5. The medical device of claim 4, wherein the first polymer is poly(1-lactic acid-co-glycolic acid) or poly(d,l-lactic acid-co-glycolic acid) and wherein the second polymer is poly(d,l-lactic acid).

6. The medical device of claim 3, wherein the first and second polymers are copolymers comprising first and second monomers and wherein the ratio of the first monomer to the second monomer differs between the first and second polymers.

7. The medical device of claim 6, wherein the first and second polymers are poly(1-lactic acid-co-glycolic acid) or poly(d,l-lactic acid-co-glycolic acid), and wherein the mol % of lactic acid within the first polymer is less than that within the second polymer.
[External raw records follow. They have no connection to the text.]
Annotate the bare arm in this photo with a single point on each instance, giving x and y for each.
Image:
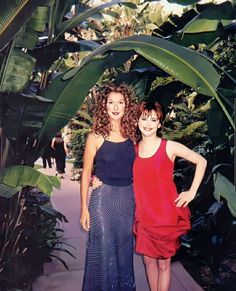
(175, 149)
(88, 160)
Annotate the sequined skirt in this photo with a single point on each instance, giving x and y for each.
(109, 256)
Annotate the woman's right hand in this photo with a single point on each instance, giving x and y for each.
(85, 219)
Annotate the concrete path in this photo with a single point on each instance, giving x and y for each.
(57, 278)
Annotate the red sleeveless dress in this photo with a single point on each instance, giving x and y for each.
(158, 222)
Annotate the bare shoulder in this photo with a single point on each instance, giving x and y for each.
(94, 139)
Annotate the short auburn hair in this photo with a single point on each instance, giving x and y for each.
(145, 108)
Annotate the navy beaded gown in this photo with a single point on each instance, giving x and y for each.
(109, 255)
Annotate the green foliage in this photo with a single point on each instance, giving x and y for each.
(28, 237)
(15, 177)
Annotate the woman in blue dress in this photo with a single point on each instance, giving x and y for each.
(110, 215)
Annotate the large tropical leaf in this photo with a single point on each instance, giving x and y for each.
(186, 65)
(69, 94)
(70, 89)
(13, 14)
(17, 177)
(209, 19)
(46, 55)
(78, 19)
(16, 72)
(28, 36)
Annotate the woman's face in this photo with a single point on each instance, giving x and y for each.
(115, 105)
(149, 123)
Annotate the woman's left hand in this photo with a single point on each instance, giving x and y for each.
(184, 198)
(96, 182)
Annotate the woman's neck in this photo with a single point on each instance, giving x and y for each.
(115, 126)
(150, 139)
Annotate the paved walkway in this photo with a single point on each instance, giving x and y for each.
(57, 278)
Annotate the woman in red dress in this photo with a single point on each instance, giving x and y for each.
(161, 214)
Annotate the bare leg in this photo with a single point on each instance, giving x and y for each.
(164, 268)
(151, 272)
8. The medical device of claim 7, wherein the amount of d,l-lactic acid within the first polymer ranges from 30 to 85 mol % and wherein the amount of d,l-lactic acid within the second polymer ranges from 30 to 100 mol %.

9. The medical device of claim 1, wherein the first and second amorphous biodegradable polymeric components are the same and wherein the wt % of the therapeutic agent component within the outer bioerodable polymeric layer is greater than that of the inner bioerodable polymeric layer.
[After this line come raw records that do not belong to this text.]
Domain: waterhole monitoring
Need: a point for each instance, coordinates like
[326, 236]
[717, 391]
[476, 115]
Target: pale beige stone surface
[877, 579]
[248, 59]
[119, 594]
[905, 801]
10. The medical device of claim 1, wherein the first and second amorphous biodegradable polymeric components are different and wherein the wt % of the therapeutic agent within the outer bioerodable polymeric layer is greater than that of the inner bioerodalble polymeric layer.
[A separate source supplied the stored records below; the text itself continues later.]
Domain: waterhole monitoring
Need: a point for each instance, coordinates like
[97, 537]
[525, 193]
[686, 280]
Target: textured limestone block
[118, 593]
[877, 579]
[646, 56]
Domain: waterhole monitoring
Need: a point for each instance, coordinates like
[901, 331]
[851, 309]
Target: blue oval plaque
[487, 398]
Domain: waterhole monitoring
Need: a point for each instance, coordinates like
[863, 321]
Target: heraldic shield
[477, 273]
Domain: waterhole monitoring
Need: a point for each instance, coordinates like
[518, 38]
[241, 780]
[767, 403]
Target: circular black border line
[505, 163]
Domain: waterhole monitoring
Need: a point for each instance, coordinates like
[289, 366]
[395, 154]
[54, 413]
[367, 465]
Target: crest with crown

11. The medical device of claim 1, wherein the inner and outer layers each comprises 10 wt % or less of the therapeutic agent component.

12. The medical device of claim 1, wherein the wt % of the therapeutic agent component within the outer bioerodable polymeric layer is at least 2 times that of the inner bioerodable polymeric layer.

13. The medical device of claim 1, wherein the outer biocrodable polymeric layer is the outermost layer in the medical device.

14. The medical device of claim 1, wherein no region within the medical device comprises a crystalline or semi-crystalline biodegradable polymeric component.

15. The medical device of claim 1, wherein the substrate is metallic.

16. The medical device of claim 1, wherein the substrate is a vascular stent.

17. The medical device of claim 1, wherein the device comprises no polymeric layers other than the inner and outer bioerodable polymeric layers.

18. The medical device of claim 1, wherein the inner and outer bioerodable polymeric layers are non-porous.

19. The medical device of claim 1, wherein the first and second amorphous biodegradable polymeric components consist of biodegradable polyesters.

20. The medical device of claim 19, wherein the biodegradable polyesters comprise lactic acid monomers or a combination of lactic acid and glycolic acid monomers.

21. The medical device of claim 1, wherein the therapeutic agent component comprises a plurality of differing therapeutic agents.

22. The medical device of claim 1, wherein the therapeutic agent component is selected from anti-thrombotic agents, anti-proliferative agents, anti-inflammatory agents, anti-migratory agents, agents affecting extracellular matrix production and organization, antineoplastic agents, anti-mitotic agents, anesthetic agents, anti-coagulants, vascular cell growth promoters, vascular cell growth inhibitors, cholesterol-lowering agents, vasodilating agents, agents that interfere with endogenous vasoactive mechanisms, and combinations thereof

23. The medical device of claim 1, wherein the medical device is a vascular medical device.

24. The medical device of claim 2, wherein the first amorphous biodegradable polymeric component comprises a first polymer having a first monomer content, wherein the second amorphous biodegradable polymeric component comprises a second polymer having a second monomer content that is the same as the first monomer content, and wherein the second polymer has a number average molecular weight that is at least 10 kDa greater than the first polymer.